Import conversational text annotations

How to import annotations on conversational text data and sample import formats.

Open this Colab for an interactive tutorial on importing annotations on conversational data.

Supported annotations

To import annotations in Labelbox, you need to create an annotations payload. In this section, we provide this payload for every supported annotation type.

Labelbox supports two formats for the annotations payload:

  • Python annotation types (recommended)
  • NDJSON

Both are described below.

Entity (Message-based)

ner_annotation = lb_types.ObjectAnnotation(
    name="ner",
    value=lb_types.ConversationEntity(
        start=0,
        end=8,
        message_id="4" 
    )
)
ner_annotation = { 
    "name": "ner",
    "location": { 
      "start": 0, 
      "end": 8 
    },
    "messageId": "4" # this should match the message 
}

Classification: Free-form text (Message-based)

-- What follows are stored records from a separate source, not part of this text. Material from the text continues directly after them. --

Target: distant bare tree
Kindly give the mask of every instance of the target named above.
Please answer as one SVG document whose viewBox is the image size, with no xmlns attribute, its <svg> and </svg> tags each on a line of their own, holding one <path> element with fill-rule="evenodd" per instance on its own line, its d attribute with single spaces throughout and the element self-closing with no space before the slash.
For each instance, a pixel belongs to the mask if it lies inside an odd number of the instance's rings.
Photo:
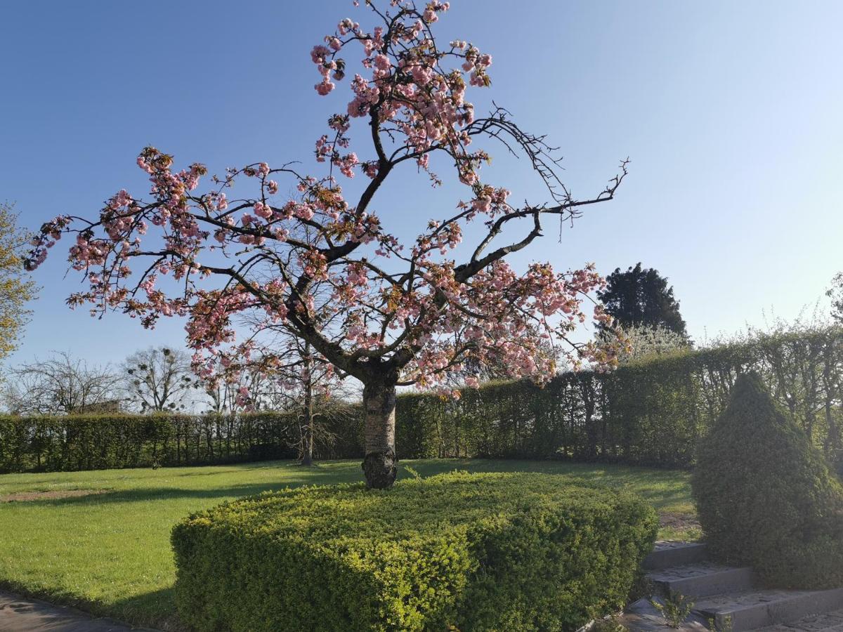
<svg viewBox="0 0 843 632">
<path fill-rule="evenodd" d="M 191 358 L 180 349 L 150 347 L 123 363 L 129 401 L 142 412 L 180 410 L 196 386 Z"/>
<path fill-rule="evenodd" d="M 110 367 L 89 366 L 67 351 L 12 369 L 6 407 L 17 415 L 70 415 L 117 399 L 121 378 Z"/>
</svg>

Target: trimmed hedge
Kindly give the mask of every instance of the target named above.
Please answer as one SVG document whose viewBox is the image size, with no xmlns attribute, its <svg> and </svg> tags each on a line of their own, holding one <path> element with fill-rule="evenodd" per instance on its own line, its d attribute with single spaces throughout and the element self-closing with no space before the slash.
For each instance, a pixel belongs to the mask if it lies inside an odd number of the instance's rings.
<svg viewBox="0 0 843 632">
<path fill-rule="evenodd" d="M 840 329 L 679 351 L 611 373 L 561 373 L 544 388 L 494 383 L 464 389 L 459 400 L 405 393 L 397 399 L 398 453 L 690 468 L 698 439 L 726 409 L 737 377 L 748 371 L 770 384 L 814 446 L 843 463 Z M 317 443 L 319 458 L 362 457 L 362 406 L 352 411 L 324 420 L 336 440 Z M 260 460 L 292 456 L 291 437 L 298 437 L 295 420 L 283 413 L 7 416 L 0 417 L 0 472 Z"/>
<path fill-rule="evenodd" d="M 715 559 L 771 586 L 843 586 L 843 485 L 757 375 L 735 383 L 692 486 Z"/>
<path fill-rule="evenodd" d="M 337 433 L 349 431 L 344 421 L 331 421 Z M 4 415 L 0 474 L 293 458 L 298 432 L 293 415 L 276 412 Z M 319 458 L 356 456 L 324 445 L 315 452 Z"/>
<path fill-rule="evenodd" d="M 464 389 L 459 400 L 399 396 L 399 456 L 566 458 L 691 468 L 738 376 L 759 372 L 788 419 L 831 457 L 843 454 L 843 331 L 762 335 L 676 351 L 609 373 L 557 375 Z"/>
<path fill-rule="evenodd" d="M 175 598 L 196 630 L 576 629 L 623 604 L 657 528 L 549 474 L 287 489 L 178 524 Z"/>
</svg>

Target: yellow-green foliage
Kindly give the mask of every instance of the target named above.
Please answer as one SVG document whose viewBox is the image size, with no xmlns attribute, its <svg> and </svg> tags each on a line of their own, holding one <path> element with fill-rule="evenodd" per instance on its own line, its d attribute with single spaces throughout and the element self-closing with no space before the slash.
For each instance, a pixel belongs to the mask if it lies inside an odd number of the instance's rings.
<svg viewBox="0 0 843 632">
<path fill-rule="evenodd" d="M 843 586 L 843 487 L 755 374 L 735 383 L 692 478 L 713 554 L 781 587 Z"/>
<path fill-rule="evenodd" d="M 642 501 L 454 472 L 261 495 L 173 531 L 194 629 L 576 629 L 617 608 L 655 538 Z"/>
</svg>

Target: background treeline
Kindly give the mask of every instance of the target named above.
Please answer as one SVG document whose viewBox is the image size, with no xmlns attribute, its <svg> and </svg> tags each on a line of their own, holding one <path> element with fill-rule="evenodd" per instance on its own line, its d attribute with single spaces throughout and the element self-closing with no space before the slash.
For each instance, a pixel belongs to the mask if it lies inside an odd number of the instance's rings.
<svg viewBox="0 0 843 632">
<path fill-rule="evenodd" d="M 399 453 L 691 467 L 698 437 L 724 409 L 736 377 L 750 369 L 812 442 L 839 460 L 843 330 L 836 327 L 669 351 L 611 373 L 561 373 L 543 388 L 499 382 L 464 389 L 459 399 L 404 394 Z M 362 456 L 359 407 L 326 411 L 316 422 L 317 458 Z M 0 471 L 293 458 L 300 433 L 294 412 L 7 416 L 0 418 Z"/>
</svg>

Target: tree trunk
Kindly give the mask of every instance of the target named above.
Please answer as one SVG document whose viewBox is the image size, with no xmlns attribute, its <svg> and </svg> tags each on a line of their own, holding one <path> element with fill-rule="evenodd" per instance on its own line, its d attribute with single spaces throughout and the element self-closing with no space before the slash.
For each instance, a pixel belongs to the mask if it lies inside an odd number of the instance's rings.
<svg viewBox="0 0 843 632">
<path fill-rule="evenodd" d="M 363 388 L 366 458 L 363 473 L 369 489 L 386 490 L 395 482 L 395 387 L 371 382 Z"/>
<path fill-rule="evenodd" d="M 310 366 L 310 344 L 304 345 L 304 436 L 302 437 L 302 465 L 314 463 L 314 383 Z"/>
<path fill-rule="evenodd" d="M 302 446 L 302 465 L 314 463 L 314 399 L 313 388 L 308 378 L 304 385 L 304 437 Z"/>
</svg>

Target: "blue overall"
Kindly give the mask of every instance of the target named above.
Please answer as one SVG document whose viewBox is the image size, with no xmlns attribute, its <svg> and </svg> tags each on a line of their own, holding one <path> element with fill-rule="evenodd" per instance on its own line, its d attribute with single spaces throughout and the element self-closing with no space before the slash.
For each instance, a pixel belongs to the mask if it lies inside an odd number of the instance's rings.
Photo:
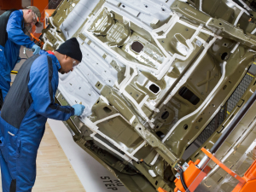
<svg viewBox="0 0 256 192">
<path fill-rule="evenodd" d="M 19 59 L 20 45 L 31 49 L 35 44 L 23 32 L 22 10 L 13 11 L 9 18 L 4 19 L 8 19 L 6 28 L 5 26 L 0 25 L 0 30 L 4 30 L 8 34 L 5 44 L 0 44 L 0 90 L 3 100 L 10 88 L 10 73 Z M 2 35 L 0 38 L 3 38 Z"/>
<path fill-rule="evenodd" d="M 5 97 L 0 117 L 3 192 L 32 191 L 38 148 L 47 118 L 67 120 L 74 108 L 55 103 L 57 58 L 41 50 L 20 67 Z"/>
</svg>

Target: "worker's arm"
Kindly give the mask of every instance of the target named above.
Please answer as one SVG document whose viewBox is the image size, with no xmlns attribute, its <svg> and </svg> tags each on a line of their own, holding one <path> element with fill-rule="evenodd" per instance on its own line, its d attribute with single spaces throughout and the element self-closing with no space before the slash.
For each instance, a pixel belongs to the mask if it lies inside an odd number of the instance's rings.
<svg viewBox="0 0 256 192">
<path fill-rule="evenodd" d="M 14 42 L 16 44 L 23 45 L 28 49 L 32 49 L 32 47 L 35 44 L 32 41 L 30 40 L 30 38 L 22 31 L 22 20 L 23 15 L 20 10 L 14 11 L 7 23 L 6 31 L 8 33 L 8 38 Z"/>
<path fill-rule="evenodd" d="M 57 120 L 67 120 L 74 115 L 74 108 L 69 106 L 61 106 L 54 102 L 52 87 L 55 84 L 52 67 L 48 66 L 46 55 L 41 55 L 32 65 L 30 69 L 29 92 L 37 113 L 46 118 Z"/>
</svg>

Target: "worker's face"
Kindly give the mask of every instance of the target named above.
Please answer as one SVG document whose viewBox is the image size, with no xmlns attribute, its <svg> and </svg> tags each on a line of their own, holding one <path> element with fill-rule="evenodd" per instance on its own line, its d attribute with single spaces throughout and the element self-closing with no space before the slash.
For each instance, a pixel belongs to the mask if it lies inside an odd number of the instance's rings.
<svg viewBox="0 0 256 192">
<path fill-rule="evenodd" d="M 79 61 L 73 59 L 70 56 L 64 55 L 64 58 L 60 61 L 61 68 L 59 70 L 59 72 L 61 74 L 73 72 L 73 67 L 75 67 L 80 62 Z"/>
<path fill-rule="evenodd" d="M 29 9 L 26 14 L 25 14 L 24 22 L 29 26 L 35 25 L 38 22 L 37 16 L 32 10 Z"/>
</svg>

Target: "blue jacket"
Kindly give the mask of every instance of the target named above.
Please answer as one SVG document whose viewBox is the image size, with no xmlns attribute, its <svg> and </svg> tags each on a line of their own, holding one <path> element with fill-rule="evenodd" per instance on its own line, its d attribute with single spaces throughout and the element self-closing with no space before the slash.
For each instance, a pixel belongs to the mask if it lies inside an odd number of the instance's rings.
<svg viewBox="0 0 256 192">
<path fill-rule="evenodd" d="M 6 31 L 8 40 L 5 44 L 5 57 L 9 62 L 10 69 L 13 70 L 17 62 L 20 46 L 23 45 L 31 49 L 35 43 L 23 32 L 23 12 L 22 10 L 14 11 L 9 18 Z"/>
<path fill-rule="evenodd" d="M 55 103 L 60 67 L 57 58 L 44 50 L 29 58 L 2 108 L 0 149 L 3 160 L 0 163 L 6 167 L 5 176 L 16 179 L 17 192 L 31 191 L 34 184 L 37 152 L 47 118 L 64 121 L 74 114 L 73 108 Z M 9 188 L 8 183 L 3 183 L 3 189 L 7 189 Z"/>
<path fill-rule="evenodd" d="M 15 68 L 20 55 L 20 46 L 31 49 L 35 44 L 23 32 L 23 12 L 14 11 L 8 20 L 6 31 L 8 40 L 4 48 L 0 47 L 0 89 L 4 99 L 10 88 L 10 73 Z M 3 54 L 4 53 L 4 54 Z"/>
</svg>

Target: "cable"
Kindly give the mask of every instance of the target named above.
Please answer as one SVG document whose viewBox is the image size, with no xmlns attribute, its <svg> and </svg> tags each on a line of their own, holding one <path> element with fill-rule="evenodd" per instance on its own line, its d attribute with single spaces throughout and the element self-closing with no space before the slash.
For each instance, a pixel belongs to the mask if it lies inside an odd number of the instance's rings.
<svg viewBox="0 0 256 192">
<path fill-rule="evenodd" d="M 179 170 L 179 175 L 180 175 L 180 181 L 181 181 L 181 183 L 182 183 L 182 184 L 183 184 L 183 189 L 185 189 L 186 192 L 190 192 L 190 191 L 189 190 L 189 189 L 188 189 L 188 187 L 187 187 L 187 185 L 186 185 L 186 183 L 185 183 L 185 181 L 184 181 L 184 178 L 183 178 L 183 172 L 183 172 L 183 168 L 182 168 L 182 167 L 179 167 L 178 170 Z"/>
</svg>

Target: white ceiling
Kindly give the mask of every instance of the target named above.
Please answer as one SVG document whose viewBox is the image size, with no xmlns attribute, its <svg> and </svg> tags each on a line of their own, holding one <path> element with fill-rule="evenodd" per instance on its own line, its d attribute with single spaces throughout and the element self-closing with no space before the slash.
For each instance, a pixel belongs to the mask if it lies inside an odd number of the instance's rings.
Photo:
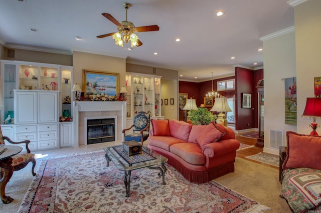
<svg viewBox="0 0 321 213">
<path fill-rule="evenodd" d="M 130 51 L 115 45 L 111 36 L 96 38 L 117 31 L 101 14 L 124 20 L 125 0 L 0 0 L 0 42 L 8 48 L 125 58 L 130 63 L 179 70 L 180 80 L 201 82 L 211 78 L 212 72 L 214 77 L 233 75 L 236 64 L 262 66 L 259 38 L 294 25 L 288 0 L 132 0 L 128 20 L 136 26 L 157 24 L 159 30 L 137 33 L 143 44 Z M 219 10 L 224 12 L 220 17 Z M 177 38 L 181 41 L 175 42 Z"/>
</svg>

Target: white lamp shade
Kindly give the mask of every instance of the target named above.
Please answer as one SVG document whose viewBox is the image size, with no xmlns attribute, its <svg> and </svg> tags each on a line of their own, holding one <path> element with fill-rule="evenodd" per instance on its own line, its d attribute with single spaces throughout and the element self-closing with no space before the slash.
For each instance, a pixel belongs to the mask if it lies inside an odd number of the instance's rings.
<svg viewBox="0 0 321 213">
<path fill-rule="evenodd" d="M 197 110 L 198 108 L 196 106 L 196 100 L 195 99 L 188 99 L 186 100 L 186 104 L 183 110 Z"/>
<path fill-rule="evenodd" d="M 119 93 L 127 93 L 127 92 L 128 92 L 127 91 L 126 88 L 125 86 L 122 86 L 121 88 L 120 88 L 120 91 L 119 92 Z"/>
<path fill-rule="evenodd" d="M 216 98 L 214 106 L 211 109 L 214 112 L 232 112 L 232 110 L 227 104 L 227 98 L 225 97 Z"/>
<path fill-rule="evenodd" d="M 81 88 L 80 88 L 80 86 L 77 84 L 74 84 L 74 86 L 73 86 L 72 89 L 71 89 L 72 92 L 81 92 Z"/>
</svg>

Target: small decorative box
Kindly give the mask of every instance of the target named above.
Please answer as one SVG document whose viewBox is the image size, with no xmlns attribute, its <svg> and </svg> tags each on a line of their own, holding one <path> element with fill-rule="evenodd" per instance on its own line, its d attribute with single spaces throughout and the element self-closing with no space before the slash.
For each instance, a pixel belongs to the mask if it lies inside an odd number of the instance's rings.
<svg viewBox="0 0 321 213">
<path fill-rule="evenodd" d="M 141 153 L 141 144 L 133 140 L 122 142 L 122 149 L 129 156 Z"/>
</svg>

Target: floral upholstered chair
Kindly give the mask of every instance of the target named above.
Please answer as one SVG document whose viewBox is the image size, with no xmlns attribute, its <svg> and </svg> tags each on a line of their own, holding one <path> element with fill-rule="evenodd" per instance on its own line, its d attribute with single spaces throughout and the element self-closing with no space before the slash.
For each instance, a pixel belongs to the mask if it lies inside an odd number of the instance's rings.
<svg viewBox="0 0 321 213">
<path fill-rule="evenodd" d="M 26 140 L 21 142 L 14 142 L 8 137 L 3 136 L 1 128 L 0 127 L 0 144 L 5 144 L 5 140 L 6 140 L 9 143 L 14 144 L 26 144 L 27 153 L 19 153 L 12 156 L 13 163 L 12 166 L 14 168 L 14 171 L 18 171 L 24 168 L 29 163 L 29 162 L 31 162 L 33 164 L 31 172 L 32 173 L 32 175 L 35 176 L 36 175 L 36 173 L 34 172 L 34 170 L 36 166 L 36 160 L 35 160 L 35 154 L 32 154 L 30 153 L 30 150 L 29 150 L 29 148 L 28 148 L 28 144 L 30 142 L 30 140 Z M 2 178 L 4 176 L 4 170 L 2 168 L 0 168 L 0 178 Z"/>
<path fill-rule="evenodd" d="M 122 130 L 124 141 L 134 140 L 142 143 L 149 136 L 149 120 L 150 114 L 144 112 L 139 112 L 134 116 L 133 124 L 129 128 Z M 126 131 L 132 128 L 133 133 L 126 134 Z"/>
</svg>

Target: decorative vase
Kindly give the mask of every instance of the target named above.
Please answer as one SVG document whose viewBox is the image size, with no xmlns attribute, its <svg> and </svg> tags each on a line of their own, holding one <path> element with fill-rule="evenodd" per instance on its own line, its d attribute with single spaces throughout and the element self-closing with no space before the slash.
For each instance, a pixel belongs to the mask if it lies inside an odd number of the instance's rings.
<svg viewBox="0 0 321 213">
<path fill-rule="evenodd" d="M 69 110 L 65 110 L 62 112 L 62 116 L 64 117 L 69 118 L 70 116 L 70 112 L 69 112 Z"/>
<path fill-rule="evenodd" d="M 28 76 L 29 76 L 30 73 L 30 72 L 29 71 L 29 70 L 28 70 L 28 69 L 25 70 L 25 74 L 26 75 L 27 78 L 28 78 Z"/>
</svg>

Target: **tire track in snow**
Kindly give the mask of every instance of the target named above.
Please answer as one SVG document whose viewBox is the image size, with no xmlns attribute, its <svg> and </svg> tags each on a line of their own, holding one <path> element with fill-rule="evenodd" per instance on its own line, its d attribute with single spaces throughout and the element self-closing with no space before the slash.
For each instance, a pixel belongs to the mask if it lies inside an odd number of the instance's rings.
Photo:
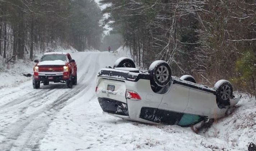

text_annotation = lb_types.ClassificationAnnotation(
    name="text_convo",
    value=lb_types.Text(answer="the answer to the text questions right here"),
    message_id="0" # Remove argument if importing annotation as a global classification (not message-based)
)
text_annotation_ndjson = {
    "name": "text_convo",
    "answer": "the answer to the text questions right here",
    "messageId": "0" # Remove argument if importing annotation as a global classification (not message-based)
}

Classification: Checklist (Multi-choice, Message-based)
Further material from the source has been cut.